Best for: "I rewrote my agent with a new tool set and want to compare v1 vs v2 before promoting to production" or "Two teams built separate agents and I want to benchmark them on the same test suite."

See full example: examples/strategy_separate_runtimes.yaml

Strategy decision guide

Scenario	Strategy
Same agent code, different Bedrock models	`qualifier`
Same agent code, different inference params (temperature, max_tokens)	`payload`
Agent reads model ID from request payload	`payload`
Different agent versions (v1 vs v2)	`separate_runtimes`
Different agent frameworks (Strands vs LangGraph)	`separate_runtimes`
Production vs canary agent comparison	`separate_runtimes`
A/B test between two live deployments	`separate_runtimes`

Field	Type	Description
`strategy`	`qualifier` \| `payload` \| `separate_runtimes`	How to switch models
`variants[].name`	string	Display name for this model variant
`variants[].qualifier`	string	Endpoint qualifier (strategy: `qualifier`)
`variants[].payload_override`	dict	Extra payload fields merged into every test (strategy: `payload`)
`variants[].runtime_arn`	string	Separate runtime ARN (strategy: `separate_runtimes`)

`evaluators`

List of evaluator IDs. Use Builtin.<Name> for built-in evaluators or a full ARN for custom evaluators.

Built-in evaluators:

ID	Level	Ground truth field	Description
`Builtin.Correctness`	trace	`expectedResponse`	Factual accuracy compared against expected answer (LLM-as-Judge). Works without ground truth too.
`Builtin.GoalSuccessRate`	session	`assertions`	Whether agent behavior satisfies natural-language assertions (LLM-as-Judge)
`Builtin.TrajectoryExactOrderMatch`	session	`expectedTrajectory`	Actual tool sequence must match expected exactly — same tools, same order, no extras
`Builtin.TrajectoryInOrderMatch`	session	`expectedTrajectory`	Expected tools must appear in order, extra tools allowed between them
`Builtin.TrajectoryAnyOrderMatch`	session	`expectedTrajectory`	All expected tools must be present, order doesn't matter, extras allowed
`Builtin.Helpfulness`	trace	—	How effectively the response helps users progress toward their goals
`Builtin.Coherence`	trace	—	Logical consistency of the response
`Builtin.Conciseness`	trace	—	Efficiency of information delivery
`Builtin.Faithfulness`	trace	—	Consistency with conversation history
`Builtin.Harmfulness`	trace	—	Detection of harmful content
`Builtin.InstructionFollowing`	trace	—	Adherence to explicit instructions
`Builtin.Refusal`	trace	—	Detection of declined requests
`Builtin.ResponseRelevance`	trace	—	How well the response addresses the request
`Builtin.Stereotyping`	trace	—	Detection of bias and stereotypical content
`Builtin.ToolSelectionAccuracy`	tool	—	Whether the appropriate tool was chosen
`Builtin.ToolParameterAccuracy`	tool	—	Whether tool parameters are correct

The first 5 evaluators accept ground truth. The remaining 11 evaluate based on conversation context alone — they never receive ground truth fields and are unaffected by their presence in your test suite.

`input`

Field	Type	Description
`mode`	`test_suite` \| `sessions` \| `both`	Input source
`test_suite`	string	Path to test suite YAML file
`sessions[].session_id`	string	Existing session ID to evaluate
`sessions[].name`	string	Display name for this session

Ground truth (test suite)

Ground truth fields are defined per test case in your test suite YAML. All fields are optional — omit them entirely to run evaluations without ground truth (backward compatible).

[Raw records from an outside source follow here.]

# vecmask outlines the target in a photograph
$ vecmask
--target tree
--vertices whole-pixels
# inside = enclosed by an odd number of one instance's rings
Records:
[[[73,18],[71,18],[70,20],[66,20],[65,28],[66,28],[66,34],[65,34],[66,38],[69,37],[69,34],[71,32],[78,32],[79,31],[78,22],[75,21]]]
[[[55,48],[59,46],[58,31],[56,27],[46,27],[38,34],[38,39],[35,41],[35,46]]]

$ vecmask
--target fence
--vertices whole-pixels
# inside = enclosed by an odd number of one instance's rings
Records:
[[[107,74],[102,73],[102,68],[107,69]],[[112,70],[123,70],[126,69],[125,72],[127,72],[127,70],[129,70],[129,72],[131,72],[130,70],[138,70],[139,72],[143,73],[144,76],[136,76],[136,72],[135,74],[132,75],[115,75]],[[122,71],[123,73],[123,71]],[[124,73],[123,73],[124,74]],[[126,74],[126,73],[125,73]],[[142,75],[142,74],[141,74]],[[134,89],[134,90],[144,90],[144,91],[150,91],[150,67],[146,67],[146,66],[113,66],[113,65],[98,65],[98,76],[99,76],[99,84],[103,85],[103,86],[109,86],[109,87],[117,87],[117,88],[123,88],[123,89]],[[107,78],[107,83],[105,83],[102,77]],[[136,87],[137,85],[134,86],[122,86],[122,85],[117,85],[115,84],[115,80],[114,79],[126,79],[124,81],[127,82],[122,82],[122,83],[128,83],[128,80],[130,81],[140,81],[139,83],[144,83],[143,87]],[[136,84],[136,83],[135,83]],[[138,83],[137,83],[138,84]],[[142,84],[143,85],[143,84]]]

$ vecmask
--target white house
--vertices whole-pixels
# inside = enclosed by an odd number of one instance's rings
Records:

Field	Type	Scope	Used by	Description
`expected_response`	string	trace	`Builtin.Correctness`	Reference answer to compare against the agent's response (single-turn or last turn)
`turns[].expected_response`	string	trace	`Builtin.Correctness`	Per-turn reference answer for multi-turn tests
`assertions`	list of strings	session	`Builtin.GoalSuccessRate`	Natural-language conditions the session must satisfy
`expected_trajectory`	list of strings	session	`TrajectoryExactOrderMatch`, `TrajectoryInOrderMatch`, `TrajectoryAnyOrderMatch`	Ordered list of expected tool names

How ground truth scoping works

The AgentCore Evaluate API enforces strict scoping rules for ground truth fields:

Session-level (assertions, expectedTrajectory) — scoped by sessionId. These apply to the entire conversation and are sent to session-level evaluators like GoalSuccessRate and the trajectory matchers.
Trace-level (expectedResponse) — scoped by traceId. This applies to a specific turn in the conversation and is sent to Builtin.Correctness.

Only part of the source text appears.